CHAI: A Story of Success

 

There is no doubt that the Clinton Health Access Initiative (CHAI) made its name developing health care systems to treat AIDS in developing countries. Ten years ago, the vast majority of people suffering from HIV and AIDS were unable to afford treatment. Only 200,000 of the millions of sufferers were able to pay the $10,000 a year charged for medical care. Most children had no options for treatment at all. After a decade of work, however, CHAI has greatly improved these numbers.
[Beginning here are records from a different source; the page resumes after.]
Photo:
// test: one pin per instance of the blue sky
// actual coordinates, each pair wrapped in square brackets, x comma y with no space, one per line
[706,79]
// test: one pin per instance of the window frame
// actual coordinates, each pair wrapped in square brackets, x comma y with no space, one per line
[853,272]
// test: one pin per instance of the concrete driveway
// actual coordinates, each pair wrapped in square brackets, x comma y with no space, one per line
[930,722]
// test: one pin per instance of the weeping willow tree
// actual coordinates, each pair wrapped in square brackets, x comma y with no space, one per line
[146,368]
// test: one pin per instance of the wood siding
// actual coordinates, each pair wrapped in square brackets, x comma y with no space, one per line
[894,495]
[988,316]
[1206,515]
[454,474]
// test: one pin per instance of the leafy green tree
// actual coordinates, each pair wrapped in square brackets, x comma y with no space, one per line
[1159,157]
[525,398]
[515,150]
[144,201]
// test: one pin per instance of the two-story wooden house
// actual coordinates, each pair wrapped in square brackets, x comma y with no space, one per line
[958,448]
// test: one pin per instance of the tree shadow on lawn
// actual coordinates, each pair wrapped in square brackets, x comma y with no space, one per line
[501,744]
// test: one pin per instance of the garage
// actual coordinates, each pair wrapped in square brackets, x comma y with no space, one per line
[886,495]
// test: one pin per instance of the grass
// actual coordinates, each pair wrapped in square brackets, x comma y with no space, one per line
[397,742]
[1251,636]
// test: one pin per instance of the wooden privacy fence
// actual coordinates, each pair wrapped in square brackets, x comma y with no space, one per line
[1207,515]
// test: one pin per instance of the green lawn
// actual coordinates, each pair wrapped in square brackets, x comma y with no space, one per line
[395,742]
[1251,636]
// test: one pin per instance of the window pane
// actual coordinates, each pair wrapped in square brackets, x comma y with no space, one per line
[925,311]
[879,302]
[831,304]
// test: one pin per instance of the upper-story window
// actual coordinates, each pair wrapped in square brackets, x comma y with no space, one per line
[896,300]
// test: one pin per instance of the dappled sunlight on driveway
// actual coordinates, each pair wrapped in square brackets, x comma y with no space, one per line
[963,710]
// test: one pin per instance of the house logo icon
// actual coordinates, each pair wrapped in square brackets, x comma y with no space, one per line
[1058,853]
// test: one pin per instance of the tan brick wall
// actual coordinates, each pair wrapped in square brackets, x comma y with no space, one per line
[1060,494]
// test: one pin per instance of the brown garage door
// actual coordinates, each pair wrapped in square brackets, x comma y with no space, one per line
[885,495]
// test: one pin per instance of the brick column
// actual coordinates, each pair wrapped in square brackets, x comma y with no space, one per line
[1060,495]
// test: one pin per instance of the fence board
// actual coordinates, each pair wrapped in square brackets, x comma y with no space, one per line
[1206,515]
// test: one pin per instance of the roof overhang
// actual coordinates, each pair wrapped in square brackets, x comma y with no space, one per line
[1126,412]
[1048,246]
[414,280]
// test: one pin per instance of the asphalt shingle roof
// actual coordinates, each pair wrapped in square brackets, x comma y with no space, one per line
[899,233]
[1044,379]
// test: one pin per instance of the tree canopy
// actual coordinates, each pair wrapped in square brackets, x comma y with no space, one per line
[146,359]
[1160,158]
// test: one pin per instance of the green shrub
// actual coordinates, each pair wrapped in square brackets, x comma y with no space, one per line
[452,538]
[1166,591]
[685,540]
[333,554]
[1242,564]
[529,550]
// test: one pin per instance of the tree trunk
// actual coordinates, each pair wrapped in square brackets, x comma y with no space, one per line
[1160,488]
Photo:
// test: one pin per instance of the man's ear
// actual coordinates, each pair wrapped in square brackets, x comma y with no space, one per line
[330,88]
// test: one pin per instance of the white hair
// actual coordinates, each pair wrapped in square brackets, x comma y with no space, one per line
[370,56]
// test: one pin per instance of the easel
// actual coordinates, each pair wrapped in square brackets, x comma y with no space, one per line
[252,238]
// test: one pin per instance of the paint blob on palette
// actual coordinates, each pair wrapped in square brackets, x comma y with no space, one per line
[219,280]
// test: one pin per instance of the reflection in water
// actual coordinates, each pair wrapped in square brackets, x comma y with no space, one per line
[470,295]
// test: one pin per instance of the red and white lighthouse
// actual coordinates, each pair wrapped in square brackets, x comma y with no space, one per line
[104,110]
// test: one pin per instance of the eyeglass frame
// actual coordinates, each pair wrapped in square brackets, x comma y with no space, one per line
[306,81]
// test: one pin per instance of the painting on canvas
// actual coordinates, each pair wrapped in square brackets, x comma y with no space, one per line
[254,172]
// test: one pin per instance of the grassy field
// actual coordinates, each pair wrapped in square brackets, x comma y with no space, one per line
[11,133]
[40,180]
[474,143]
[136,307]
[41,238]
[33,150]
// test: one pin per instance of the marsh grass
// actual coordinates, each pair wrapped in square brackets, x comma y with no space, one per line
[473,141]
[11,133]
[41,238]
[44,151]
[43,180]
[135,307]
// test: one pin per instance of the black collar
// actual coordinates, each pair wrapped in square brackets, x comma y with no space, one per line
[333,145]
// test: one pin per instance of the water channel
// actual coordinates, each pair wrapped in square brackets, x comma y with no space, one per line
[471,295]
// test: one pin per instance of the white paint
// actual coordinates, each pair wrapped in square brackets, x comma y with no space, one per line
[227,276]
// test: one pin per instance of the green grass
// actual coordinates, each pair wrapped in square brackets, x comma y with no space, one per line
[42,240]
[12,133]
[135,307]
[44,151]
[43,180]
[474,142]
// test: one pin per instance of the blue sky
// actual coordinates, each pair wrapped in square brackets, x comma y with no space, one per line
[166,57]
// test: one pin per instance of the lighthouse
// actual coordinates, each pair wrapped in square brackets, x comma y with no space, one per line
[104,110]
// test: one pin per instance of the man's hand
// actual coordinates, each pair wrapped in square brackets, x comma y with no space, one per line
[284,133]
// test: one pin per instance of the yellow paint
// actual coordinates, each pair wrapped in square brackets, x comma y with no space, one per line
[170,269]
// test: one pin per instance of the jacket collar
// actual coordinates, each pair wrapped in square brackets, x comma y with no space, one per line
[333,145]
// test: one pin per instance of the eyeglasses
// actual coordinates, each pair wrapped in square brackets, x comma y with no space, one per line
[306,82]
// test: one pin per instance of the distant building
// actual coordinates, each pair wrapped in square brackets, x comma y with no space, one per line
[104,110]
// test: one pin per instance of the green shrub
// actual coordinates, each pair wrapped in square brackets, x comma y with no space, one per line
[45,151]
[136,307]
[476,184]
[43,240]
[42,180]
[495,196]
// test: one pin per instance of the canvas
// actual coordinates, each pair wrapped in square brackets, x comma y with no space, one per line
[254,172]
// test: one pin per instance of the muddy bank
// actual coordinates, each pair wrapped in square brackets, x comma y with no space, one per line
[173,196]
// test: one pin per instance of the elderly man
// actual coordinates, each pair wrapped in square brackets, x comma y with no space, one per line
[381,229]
Today, more than six million people in low and middle income countries are able to afford treatment and more than half of these are children.

 

Reaching Beyond AIDS

 

While CHAI may have first found success in the wake of the AIDS epidemic, they have found that their strategies can be used to help people gain access to all types of treatments and medication. They have helped to developed health care systems in many of the countries that need them most. They now have programs that target malaria as well as childhood diseases and they work to increase global access to high quality, affordable health care. They have developed a groundbreaking strategy to reduce mother-to-child transmissions of AIDS. Working with mothers in all stages of pregnancy and birth, their goal is to one day eliminate pediatric AIDS entirely.

 

Entrepreneurial spirit has long been the key to CHAI’s success. They take each problem in stride, searching for unique, local solutions. They work with organizations in both the public and the private sector, cooperating with charitable organizations and working with governments to build the infrastructure needed for efficient, functional medical systems. CHAI negotiates directly with the medical and pharmaceutical industries to lower the cost of medication so that health care systems can be made available to all who need them.